March 24, 2009

Making Connections at PantheaCon 2009

There’s not much point in adding to the voluminous praises heaped upon San Jose’s PantheaCon. I will say, however, that it brings together a huge number of authors, presenters and pagans from all over the US and is a showcase of the diversity inherent within our community. There is so much to see and do, that it is impossible to avoid the disappointment of missing events due having to make too many choices. It would be very difficult to not have your own personal path enriched through contact with representatives of paths very different to your own.

In the years that I have been going to PantheaCon I’ve met some absolutely wonderful people who I feel very close to. They know who they are, and probably don’t need to see their names in print.

There is far more diversity in the pagan community in the US than in the Australian community from which I have come. Reconstructionists are as rare as hen’s teeth in Australia, whereas there seems no shortage at events such as PantheaCon.
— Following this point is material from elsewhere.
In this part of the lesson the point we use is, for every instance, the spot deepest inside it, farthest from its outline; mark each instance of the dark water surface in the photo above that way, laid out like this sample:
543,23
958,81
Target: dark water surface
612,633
While I have met several, the ones who have occupied most of my time have been Sannion, Oinokhoe, Pyrokanthos and Phillupus.

The meeting freshest in my mind is with Phillupus, otherwise known as P Sufenas Virius Lupus, author of The Phillupic Hymns. Phillupus is one of the founders of Ekklesia Antinoou, a queer Graeco-Roman-Egyptian syncretistic group which venerates Antinous, the deified lover of the Emperor Hadrian. Phillupus hosted a rather interesting Lupercalia Ritual at this year’s PantheaCon which featured a very familiar performance quirk.

Shortly after the opening of the ritual, Phillupus had everyone face the four cardinal directions – East, West, North, South and back to East. This 270 degree clockwise rotation followed by a 270 degree counterclockwise rotation is one of the characteristics of Graeco-Egyptian Magick. I actually deal with it in Appendix 3 of my book, Graeco-Egyptian Magick: Everyday Empowerment.

Needless to say, I discussed this point with Phillupus. He explained to me that he had incorporated his own translation of the inscriptions on the Obelisk of Antinous into the ritual. There are inscriptions on all four faces, and he found that they made most sense when read in the order East, West, North and South, rather than in a unidirectional fashion.

There is a paucity of information about Hadrian and Antinous, but we do know that they were both initiated into the Mysteries of Eleusis. Fritz Graf points out in Magic in the Ancient World that the various Mysteries and magick were thought of as connected by the ancients. The sad reality is that we know very little about the Mysteries of Eleusis and much of what is written is speculation. Consequently the connection between the various Mysteries and magick could either imply that initiation into one normally leads to initiation in the other, or that the Mysteries had a strong magickal component. Regardless, however, to me it makes perfect sense that someone versed in magick would insist on inscribing a sacred obelisk in a magickal order rather than in a simple circular order, to be read whilst circumambulating.

It seems that Phillupus has really hit on something, but at this early stage, it is important to resist the urge to read too much into it.